While I am the first to decry how vacuous summer movies are, I have to admit that I had a blast at Joe Carnahan’s big screen adaptation of the ’80s TV hit “The A-Team.” While it has little in the way of socially redeeming values, it does accomplish its mission, which is to entertain and to take no prisoners while doing so.
Logic is the film’s first casualty in the opening sequence, as we see how Hannibal (Liam Neeson), Face (Bradley Cooper), B.A. (Quinton “Rampage” Jackson) and Murdock (Sharlto Copely) came to meet, bond and blow things up real good. Though it relies on coincidence and happenstance far too much to be credible, Carnahan creates and maintains a tone of high adventure where handcuffing two dogs to each other may not be probable but sure is fun to watch.
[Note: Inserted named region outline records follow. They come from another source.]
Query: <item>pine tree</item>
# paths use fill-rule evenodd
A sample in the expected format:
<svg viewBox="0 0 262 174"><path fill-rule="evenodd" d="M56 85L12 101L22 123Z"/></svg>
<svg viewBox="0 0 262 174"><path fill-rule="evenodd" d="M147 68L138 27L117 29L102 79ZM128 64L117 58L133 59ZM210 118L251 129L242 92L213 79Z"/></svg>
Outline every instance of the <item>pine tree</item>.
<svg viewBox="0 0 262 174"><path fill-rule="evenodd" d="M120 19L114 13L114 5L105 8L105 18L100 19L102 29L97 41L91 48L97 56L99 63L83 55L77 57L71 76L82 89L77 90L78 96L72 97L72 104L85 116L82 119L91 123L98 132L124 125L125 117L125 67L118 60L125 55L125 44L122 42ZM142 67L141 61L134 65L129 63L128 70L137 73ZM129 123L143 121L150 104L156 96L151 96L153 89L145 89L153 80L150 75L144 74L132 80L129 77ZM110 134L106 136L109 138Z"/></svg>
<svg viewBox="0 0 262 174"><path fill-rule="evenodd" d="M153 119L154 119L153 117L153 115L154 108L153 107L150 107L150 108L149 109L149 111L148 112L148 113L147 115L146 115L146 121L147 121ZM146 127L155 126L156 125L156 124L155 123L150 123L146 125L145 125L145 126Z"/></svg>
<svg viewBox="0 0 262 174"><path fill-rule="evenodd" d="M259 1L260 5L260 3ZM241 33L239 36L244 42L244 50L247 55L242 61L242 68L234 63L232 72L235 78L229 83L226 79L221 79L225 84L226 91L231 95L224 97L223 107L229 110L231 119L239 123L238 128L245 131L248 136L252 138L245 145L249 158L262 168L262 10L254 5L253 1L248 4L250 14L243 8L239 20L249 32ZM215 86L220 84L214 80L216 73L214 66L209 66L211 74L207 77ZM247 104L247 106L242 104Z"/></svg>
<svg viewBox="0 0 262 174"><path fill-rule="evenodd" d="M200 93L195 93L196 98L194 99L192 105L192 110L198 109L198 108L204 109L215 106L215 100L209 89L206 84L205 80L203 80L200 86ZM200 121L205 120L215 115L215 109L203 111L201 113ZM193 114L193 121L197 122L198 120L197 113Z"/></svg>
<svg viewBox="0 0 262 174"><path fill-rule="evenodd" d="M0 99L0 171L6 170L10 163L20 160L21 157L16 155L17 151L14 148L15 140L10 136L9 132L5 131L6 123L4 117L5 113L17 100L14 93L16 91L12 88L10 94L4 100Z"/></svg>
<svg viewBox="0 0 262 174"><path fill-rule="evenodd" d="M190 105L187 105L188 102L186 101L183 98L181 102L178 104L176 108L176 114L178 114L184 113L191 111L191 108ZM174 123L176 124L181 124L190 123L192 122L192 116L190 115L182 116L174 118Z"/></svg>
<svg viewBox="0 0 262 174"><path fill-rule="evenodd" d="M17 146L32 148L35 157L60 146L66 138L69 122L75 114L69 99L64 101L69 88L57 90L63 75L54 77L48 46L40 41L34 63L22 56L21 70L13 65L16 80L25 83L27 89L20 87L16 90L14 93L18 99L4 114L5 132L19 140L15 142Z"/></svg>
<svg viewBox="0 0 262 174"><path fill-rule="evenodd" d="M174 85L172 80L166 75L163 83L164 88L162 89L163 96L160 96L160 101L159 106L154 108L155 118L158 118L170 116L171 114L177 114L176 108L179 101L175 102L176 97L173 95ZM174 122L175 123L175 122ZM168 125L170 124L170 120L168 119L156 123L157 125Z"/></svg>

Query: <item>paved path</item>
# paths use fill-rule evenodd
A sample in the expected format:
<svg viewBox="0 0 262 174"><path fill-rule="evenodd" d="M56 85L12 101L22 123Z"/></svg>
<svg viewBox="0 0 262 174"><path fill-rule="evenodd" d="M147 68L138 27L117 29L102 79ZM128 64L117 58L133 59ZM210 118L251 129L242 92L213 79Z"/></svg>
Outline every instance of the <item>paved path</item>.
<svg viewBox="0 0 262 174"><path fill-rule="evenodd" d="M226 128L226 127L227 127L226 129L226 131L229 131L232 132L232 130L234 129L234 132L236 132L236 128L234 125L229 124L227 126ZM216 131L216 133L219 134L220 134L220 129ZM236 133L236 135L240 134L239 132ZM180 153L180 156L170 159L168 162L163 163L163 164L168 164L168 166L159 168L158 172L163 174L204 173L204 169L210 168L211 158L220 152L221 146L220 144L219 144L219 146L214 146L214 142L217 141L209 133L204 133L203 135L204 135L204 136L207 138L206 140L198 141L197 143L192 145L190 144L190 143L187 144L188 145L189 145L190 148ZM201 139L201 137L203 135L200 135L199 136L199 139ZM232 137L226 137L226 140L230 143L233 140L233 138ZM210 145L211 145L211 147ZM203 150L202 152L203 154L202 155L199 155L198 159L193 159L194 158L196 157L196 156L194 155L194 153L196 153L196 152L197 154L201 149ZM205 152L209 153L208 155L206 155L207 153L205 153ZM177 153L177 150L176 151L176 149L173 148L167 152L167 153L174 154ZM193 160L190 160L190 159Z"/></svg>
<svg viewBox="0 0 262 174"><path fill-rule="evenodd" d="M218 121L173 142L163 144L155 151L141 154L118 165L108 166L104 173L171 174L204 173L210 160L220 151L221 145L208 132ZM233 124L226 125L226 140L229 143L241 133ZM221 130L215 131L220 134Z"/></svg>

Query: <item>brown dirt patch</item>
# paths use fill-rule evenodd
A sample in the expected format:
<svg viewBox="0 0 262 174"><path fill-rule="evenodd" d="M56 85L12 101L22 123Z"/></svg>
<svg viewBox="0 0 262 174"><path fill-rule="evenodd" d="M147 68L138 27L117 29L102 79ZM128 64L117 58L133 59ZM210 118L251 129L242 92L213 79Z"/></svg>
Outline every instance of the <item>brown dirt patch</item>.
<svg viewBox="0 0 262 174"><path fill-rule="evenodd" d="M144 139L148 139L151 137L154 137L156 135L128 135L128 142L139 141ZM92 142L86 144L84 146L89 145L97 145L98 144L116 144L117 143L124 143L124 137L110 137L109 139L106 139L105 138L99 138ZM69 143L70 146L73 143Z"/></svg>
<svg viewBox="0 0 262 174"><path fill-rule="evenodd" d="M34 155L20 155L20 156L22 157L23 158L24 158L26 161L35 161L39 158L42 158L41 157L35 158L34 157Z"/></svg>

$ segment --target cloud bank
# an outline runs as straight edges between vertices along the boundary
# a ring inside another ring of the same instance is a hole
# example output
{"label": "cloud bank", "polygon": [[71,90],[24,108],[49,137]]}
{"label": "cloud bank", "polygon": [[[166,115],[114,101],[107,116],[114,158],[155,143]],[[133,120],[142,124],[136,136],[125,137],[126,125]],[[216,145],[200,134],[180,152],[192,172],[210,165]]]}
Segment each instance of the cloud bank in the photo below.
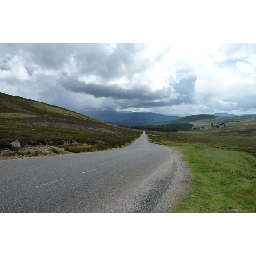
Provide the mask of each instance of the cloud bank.
{"label": "cloud bank", "polygon": [[0,44],[0,88],[78,112],[256,113],[256,44]]}

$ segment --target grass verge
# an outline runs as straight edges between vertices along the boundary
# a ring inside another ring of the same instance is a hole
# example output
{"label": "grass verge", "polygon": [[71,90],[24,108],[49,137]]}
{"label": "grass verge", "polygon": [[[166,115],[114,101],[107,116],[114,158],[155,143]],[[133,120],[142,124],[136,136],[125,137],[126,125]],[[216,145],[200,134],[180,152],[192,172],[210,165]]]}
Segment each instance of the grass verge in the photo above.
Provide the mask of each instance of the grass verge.
{"label": "grass verge", "polygon": [[157,140],[154,137],[155,143],[181,151],[194,176],[186,197],[166,212],[256,213],[256,158],[242,152],[172,142],[166,137],[164,140],[163,133]]}

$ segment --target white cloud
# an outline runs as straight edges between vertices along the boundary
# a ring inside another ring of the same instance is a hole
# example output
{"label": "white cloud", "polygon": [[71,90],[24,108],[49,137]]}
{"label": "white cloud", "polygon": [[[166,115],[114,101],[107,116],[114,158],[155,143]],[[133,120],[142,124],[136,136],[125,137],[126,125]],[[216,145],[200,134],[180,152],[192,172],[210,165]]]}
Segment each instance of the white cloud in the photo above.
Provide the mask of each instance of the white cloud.
{"label": "white cloud", "polygon": [[75,111],[244,113],[256,97],[255,44],[1,44],[0,68],[1,91]]}
{"label": "white cloud", "polygon": [[2,56],[0,59],[0,79],[23,81],[30,78],[20,56],[7,55]]}

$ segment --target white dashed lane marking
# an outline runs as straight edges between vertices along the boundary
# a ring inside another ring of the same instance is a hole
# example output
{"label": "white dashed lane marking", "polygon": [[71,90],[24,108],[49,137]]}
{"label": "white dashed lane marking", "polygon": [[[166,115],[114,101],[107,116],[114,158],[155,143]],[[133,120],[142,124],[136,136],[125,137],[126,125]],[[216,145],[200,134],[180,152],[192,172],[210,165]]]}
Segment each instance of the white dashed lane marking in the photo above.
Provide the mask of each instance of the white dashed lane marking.
{"label": "white dashed lane marking", "polygon": [[86,172],[92,172],[93,171],[96,171],[98,169],[93,169],[93,170],[91,170],[90,171],[87,171],[87,172],[82,172],[82,173],[86,173]]}
{"label": "white dashed lane marking", "polygon": [[47,183],[46,183],[45,184],[42,184],[42,185],[39,185],[39,186],[35,186],[37,187],[38,187],[41,186],[44,186],[45,185],[47,185],[47,184],[50,184],[51,183],[53,183],[53,182],[57,182],[57,181],[59,181],[60,180],[62,180],[64,179],[61,179],[60,180],[54,180],[54,181],[51,181],[50,182],[48,182]]}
After running covert operations as an alpha unit for the United States for eight years, the team hits a snag when they find themselves double-crossed and accused of stealing a batch of engraving plates in Iraq. Court-martialed and sent to separate prisons, they break out in order to clear their name but they must contend with Agent Sosa (Jessica Biel) who’s hot on their trail as is Lynch (Patrick Wilson), a CIA agent not to be trusted.
While Carnahan and his co-writers put some twists and turns in the plot, they’re not kidding anyone. The film’s purpose is to deliver rousing action set pieces laced with sardonic humor and for the most part they succeed in doing just that. In addition to the opening sequence which features some fun CGI-aided helicopter maneuvers and an urban shootout outside glassed office buildings 20 stories up, the highlight is a scene that finds the team plummeting to the earth in a tank after their flying fortress has been blown to bits. Defying all rules of physics, they manage to “fly” the tank to safety as we smile at how wonderfully ridiculous this moment is.
Ensuring the film’s success is Carnahan’s smart casting. Neeson brings credible brains and brawn to Hannibal; Cooper is wonderfully narcissistic as Face; and Jackson doesn’t embarrass himself as B.A., tapping into the character’s fears as well as rage. If anyone steals the film, it’s Copely (“District 9”). As the unhinged Murdock, the actor has great fun going batty and cracking wise behind the stick of a helicopter as the bullets fly and tension rises. There’s a chemistry between these four that not only makes me forgive the film’s lapses in logic but also has me hoping they’ll create more movie mayhem real soon.